One of my favorite tools to use as a writer and a speaker is the Mind Map. I’ve been using it for years and years, on paper, but in the last year I’ve also been using it on my iPad with an app called iThoughts.
A Mind Map is a visual diagram of thoughts, ideas, or notes of any kind. It is useful if you don’t always see things in a linear fashion or if you like to use ideas to riff off other ideas. I personally like using a mind map when I start to think about any new project, from a speaking gig to a blog post to a book.
Here’s an example of a Mind Map I created for a talk I gave last November:
The Mind Map is so valuable because I can start with almost nothing and it always turns into a robust document. It seems to match the way my mind works.

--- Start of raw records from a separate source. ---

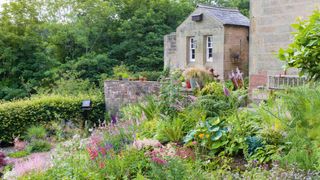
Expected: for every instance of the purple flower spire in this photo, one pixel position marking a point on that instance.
(226, 91)
(113, 119)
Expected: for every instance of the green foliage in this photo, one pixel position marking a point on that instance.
(36, 132)
(190, 117)
(213, 105)
(213, 88)
(170, 131)
(151, 75)
(177, 169)
(92, 67)
(210, 134)
(38, 146)
(294, 113)
(150, 108)
(148, 129)
(303, 53)
(89, 38)
(17, 116)
(128, 165)
(241, 126)
(18, 154)
(70, 84)
(170, 96)
(121, 71)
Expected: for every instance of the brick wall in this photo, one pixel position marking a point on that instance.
(118, 93)
(271, 30)
(236, 39)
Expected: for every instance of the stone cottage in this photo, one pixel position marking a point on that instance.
(271, 30)
(212, 38)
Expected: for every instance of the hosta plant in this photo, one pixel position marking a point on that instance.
(210, 134)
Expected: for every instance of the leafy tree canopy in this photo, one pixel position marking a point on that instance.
(304, 52)
(41, 40)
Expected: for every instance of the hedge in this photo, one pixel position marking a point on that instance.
(17, 116)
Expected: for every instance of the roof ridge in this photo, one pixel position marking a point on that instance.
(218, 8)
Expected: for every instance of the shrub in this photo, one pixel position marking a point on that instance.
(17, 116)
(38, 146)
(2, 159)
(36, 132)
(212, 105)
(170, 131)
(211, 134)
(19, 154)
(151, 75)
(303, 53)
(213, 88)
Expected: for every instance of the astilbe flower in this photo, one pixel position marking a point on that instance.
(98, 150)
(2, 159)
(37, 162)
(140, 144)
(237, 79)
(161, 154)
(226, 91)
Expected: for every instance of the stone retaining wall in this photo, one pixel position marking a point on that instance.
(118, 93)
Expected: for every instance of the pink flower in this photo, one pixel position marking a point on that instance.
(226, 91)
(37, 162)
(159, 161)
(101, 165)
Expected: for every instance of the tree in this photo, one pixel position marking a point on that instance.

The Mind Map is yet another way I’ve found to combat “the blank page.” Even if I have only one thought, or even less than a complete thought, I can use a Mind Map to clarify and develop my thinking and move forward with my project.
For example, I’ve been thinking about new doctors lately. It’s getting close to graduation time (end of June for residents, while the medical students have just graduated) and I’ve been wondering how new doctors and newly trained residents think about the future of medicine and what I, as a life coach, could do to serve them.
I started with just one thought (less than a thought, really, as you can see):
Then I start to put down thoughts. When I do it on paper, I can quickly fill up a page, but the page gets messy—I have to be careful or I won’t be able to read my handwriting after I finish my Mind Map. With iThoughts, everything is legible. I love that!
It’s also easily accessible. And I can copy the central thought bubble and paste it into a Word document and it pastes the entire document in a list form.
So my original idea turns quickly into something more meaty, like this:
Then I continue to jot down notes, thoughts, ideas, resources, even research to do. I find this method of brainstorming very helpful. It’s less intimidating than a blank page and because it’s not linear, I don’t have to make any judgments about each thought. I don’t have to decide if it’s a headline or a supporting thought, a main idea or a side bar. I just get it all down.
When I create a Mind Map, I usually add to it over and over, but I always put it away for a while before I’m ready to write from it (or prepare a speech from it). When I come back to it, I’m always surprised by how much of the work of organizing and writing I’ve already done.
Have you ever used a Mind Map? I’d love to hear your experience (and tips!) in the comments.